Bryophytes most commonly employ a UV sex-determination system, where U produces female gametophytes and V produces male gametophytes. The U and V chromosomes are heteromorphic with U larger than V, and are frequently both larger than the autosomes. There is variation even within this system, including UU/V and U/VV chromosome arrangements. In some bryophytes, microchromosomes have been found to co-occur with sex chromosomes and likely impact sex determination.
Gymnosperms
Dioecy is common among gymnosperms, found in an estimated 36% of species. However, heteromorphic sex chromosomes are relatively rare, with only 5 species known as of 2014. Five of these use an XY system, and one uses a WZ system. Some gymnosperms, such as Johann’s Pine, have homomorphic sex chromosomes that are almost indistinguishable through karyotyping.
Angiosperms
Cosexual angiosperms with either monoecious or hermaphroditic flowers do not have sex chromosomes. Angiosperms with separate sexes may use sex chromosomes or environmental flowers for sex determination. Cytogenetic data from about 100 angiosperm species showed heteromorphic sex chromosomes in approximately half, mostly taking the form of XY sex-determination systems. Their Y is typically larger, unlike in humans; however there is diversity among angiosperms. In the Poplar genus some species have male heterogamety while others have female heterogamety. Sex chromosomes have arisen independently multiple times in angiosperms, from the monoecious ancestral condition. The move from a monoecious to dioecious system requires both male and female sterility mutations to be present in the population. Male sterility likely arises first as an adaptation to prevent selfing. Once male sterility has reached a certain prevalence, then female sterility may have a chance to arise and spread.
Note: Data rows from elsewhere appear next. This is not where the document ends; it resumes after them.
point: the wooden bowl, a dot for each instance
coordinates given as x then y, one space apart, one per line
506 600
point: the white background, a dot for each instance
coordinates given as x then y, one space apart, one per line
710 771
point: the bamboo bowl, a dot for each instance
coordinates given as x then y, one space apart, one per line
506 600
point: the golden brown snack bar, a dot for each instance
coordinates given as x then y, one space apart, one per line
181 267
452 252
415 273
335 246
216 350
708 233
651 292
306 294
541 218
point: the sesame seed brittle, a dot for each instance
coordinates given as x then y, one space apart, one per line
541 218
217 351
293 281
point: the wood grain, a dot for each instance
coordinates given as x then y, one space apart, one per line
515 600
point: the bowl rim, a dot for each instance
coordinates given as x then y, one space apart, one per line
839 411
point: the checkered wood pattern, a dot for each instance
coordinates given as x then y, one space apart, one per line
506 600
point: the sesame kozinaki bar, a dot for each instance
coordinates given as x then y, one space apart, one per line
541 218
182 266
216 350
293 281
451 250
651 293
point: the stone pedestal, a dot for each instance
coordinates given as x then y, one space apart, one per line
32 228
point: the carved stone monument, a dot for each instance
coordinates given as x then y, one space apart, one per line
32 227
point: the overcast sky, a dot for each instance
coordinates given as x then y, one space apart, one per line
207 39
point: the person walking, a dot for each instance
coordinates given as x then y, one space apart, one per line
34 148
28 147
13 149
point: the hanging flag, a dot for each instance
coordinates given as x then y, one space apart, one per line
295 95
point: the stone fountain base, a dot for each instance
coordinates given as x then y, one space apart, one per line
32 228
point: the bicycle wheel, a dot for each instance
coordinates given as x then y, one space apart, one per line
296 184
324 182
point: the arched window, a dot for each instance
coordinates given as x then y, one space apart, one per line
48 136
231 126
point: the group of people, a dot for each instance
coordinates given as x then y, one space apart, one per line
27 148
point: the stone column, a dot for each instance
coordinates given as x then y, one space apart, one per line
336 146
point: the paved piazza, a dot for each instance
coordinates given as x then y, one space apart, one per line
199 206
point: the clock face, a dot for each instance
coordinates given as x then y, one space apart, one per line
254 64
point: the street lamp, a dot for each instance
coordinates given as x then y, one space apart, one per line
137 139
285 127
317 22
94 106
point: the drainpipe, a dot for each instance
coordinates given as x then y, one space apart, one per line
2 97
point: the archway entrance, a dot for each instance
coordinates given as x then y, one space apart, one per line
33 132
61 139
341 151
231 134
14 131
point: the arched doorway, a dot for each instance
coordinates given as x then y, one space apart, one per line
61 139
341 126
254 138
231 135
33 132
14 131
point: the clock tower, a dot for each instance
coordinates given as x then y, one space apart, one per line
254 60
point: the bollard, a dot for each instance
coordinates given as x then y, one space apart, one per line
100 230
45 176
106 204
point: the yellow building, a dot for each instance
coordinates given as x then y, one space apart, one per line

In the domesticated papaya, three sex chromosomes are present, denoted as X, Y and Yh. This corresponds with three sexes: females with XX chromosomes, males with XY, and hermaphrodites with XYh. The hermaphrodite sex is estimated to have arisen only 4000 years ago, post-domestication of the plant. The genetic architecture suggests that either the Y chromosome has an X-inactivating gene, or that the Yh chromosome has an X-activating gene.

Medical applications

Allosomes not only carry the genes that determine male and female traits, but also those for some other characteristics as well. Genes that are carried by either sex chromosome are said to be sex linked. Sex linked diseases are passed down through families through one of the X or Y chromosomes. Since usually men inherit Y chromosomes, they are the only ones to inherit Y-linked traits. Men and women can get the X-linked ones since both inherit X chromosomes.
An allele is either said to be dominant or recessive. Dominant inheritance occurs when an abnormal gene from one parent causes disease even though the matching gene from the other parent is normal. The abnormal allele dominates. Recessive inheritance is when both matching genes must be abnormal to cause disease. If only one gene in the pair is abnormal, the disease does not occur, or is mild. Someone who has one abnormal gene is called a carrier. A carrier can pass this abnormal gene to his or her children. X chromosome carry about 1500 genes, more than any other chromosome in the human body. Most of them code for something other than female anatomical traits. Many of the non-sex determining X-linked genes are responsible for abnormal conditions. The Y chromosome carries about 78 genes. Most of the Y chromosome genes are involved with essential cell house-keeping activities and sperm production. Only one of the Y chromosome genes, the SRY gene, is responsible for male anatomical traits. When any of the 9 genes involved in sperm production are missing or defective the result is usually very low sperm counts and infertility. Examples of mutations on the X chromosome include more common diseases such as color blindness, hemophilia, and fragile-X syndrome.